WoL has many small themes running through it. Her lesbianism/transgender issues, sure, but also her deep love for Morton (where she grew up), her worship of her parents’ relationship, writing, the tragedy of aging, and religion. There are small peculiarities that run through WoL, like the animals (and the occasional tree and sometimes houses) having real, articulate thoughts that they are just unable to communicate to humans. Also, looking bad, the amount of times the word “queer” comes up is entertaining.
The Well of Loneliness is not that long a book; it’s only about 450 pages, but it feels long. It feels like an autobiography of Stephen’s entire life, partly because you can’t help but think Stephen is based heavily on Radclyffe (I mean, Stephen is even a writer). It all seems so deeply personal: all of the emotions are intense and immediate.
One small thing: something I hate about reading books written way back is the surprise racism. Everything’s going along fine, and… surprise racism. WoL has it. Including “work like veritable n*ggers” (pg 288) and “His eyes had the patient, questioning expression common to the eye of most animals and to those of all slowly evolving races” (pg 362). Luckily, it’s only one scene, but that is ridiculously cringe-worthy.

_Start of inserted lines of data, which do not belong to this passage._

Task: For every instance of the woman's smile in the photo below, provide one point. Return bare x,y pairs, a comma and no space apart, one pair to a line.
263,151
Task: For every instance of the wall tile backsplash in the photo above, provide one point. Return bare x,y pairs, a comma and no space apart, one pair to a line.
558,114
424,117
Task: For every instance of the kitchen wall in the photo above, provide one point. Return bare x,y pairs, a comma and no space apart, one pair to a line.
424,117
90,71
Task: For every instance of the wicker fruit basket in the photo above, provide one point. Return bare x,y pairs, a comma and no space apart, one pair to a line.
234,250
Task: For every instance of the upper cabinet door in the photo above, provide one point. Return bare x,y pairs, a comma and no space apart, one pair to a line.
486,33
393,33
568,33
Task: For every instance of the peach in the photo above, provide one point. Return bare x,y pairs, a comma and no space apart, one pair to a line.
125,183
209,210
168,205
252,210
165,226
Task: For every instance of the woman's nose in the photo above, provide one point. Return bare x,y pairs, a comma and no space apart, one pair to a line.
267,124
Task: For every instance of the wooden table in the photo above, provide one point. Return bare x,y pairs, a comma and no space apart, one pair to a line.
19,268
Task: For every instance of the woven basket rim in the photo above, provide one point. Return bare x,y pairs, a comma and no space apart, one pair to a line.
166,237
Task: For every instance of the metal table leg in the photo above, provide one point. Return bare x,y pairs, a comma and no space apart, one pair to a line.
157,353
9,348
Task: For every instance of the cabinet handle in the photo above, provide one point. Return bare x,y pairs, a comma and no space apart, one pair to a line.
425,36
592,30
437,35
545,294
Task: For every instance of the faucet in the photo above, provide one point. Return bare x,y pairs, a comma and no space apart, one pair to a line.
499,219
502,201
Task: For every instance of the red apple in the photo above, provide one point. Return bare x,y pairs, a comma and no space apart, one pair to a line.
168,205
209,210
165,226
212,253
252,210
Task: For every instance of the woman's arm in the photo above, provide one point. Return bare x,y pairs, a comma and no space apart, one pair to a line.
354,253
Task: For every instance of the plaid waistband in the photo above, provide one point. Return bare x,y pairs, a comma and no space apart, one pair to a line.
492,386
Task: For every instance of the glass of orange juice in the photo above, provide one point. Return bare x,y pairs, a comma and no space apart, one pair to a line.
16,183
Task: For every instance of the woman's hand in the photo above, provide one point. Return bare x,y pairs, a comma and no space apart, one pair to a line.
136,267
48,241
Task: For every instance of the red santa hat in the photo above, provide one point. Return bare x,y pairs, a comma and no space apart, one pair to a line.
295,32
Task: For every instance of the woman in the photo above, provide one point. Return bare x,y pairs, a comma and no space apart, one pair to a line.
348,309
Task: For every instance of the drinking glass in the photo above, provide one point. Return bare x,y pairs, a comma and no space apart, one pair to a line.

To finish up, I wanted to reiterate how many of the issues we’re still discussing today are covered in this book. It’s been eight decades and we’re still trying to tackle the same old problems. DADT? Stephen wants to help in the war effort and is afraid of being turned away. Her and other “inverts” join and drive ambulances, an extremely difficult and dangerous job. She discusses how this is one of the few arenas that “inverts” can feel like participants in their own country, can crawl out of the darkness and live with the rest of the world. And the US is still not letting gay people serve openly. One of the central concerns in WoL is Stephen’s desperate want to provide for her lover a marriage and children, the respect that is inherent in that relationship, and the powerlessness of not being able to give that protection. And we’re still having that discussion, 82 years later.
Have you read Well of Loneliness by Radclyffe Hall? What did you think of it? Do you think WoL is more of a lesbian or trans novel, or is there a problem inherent in the question?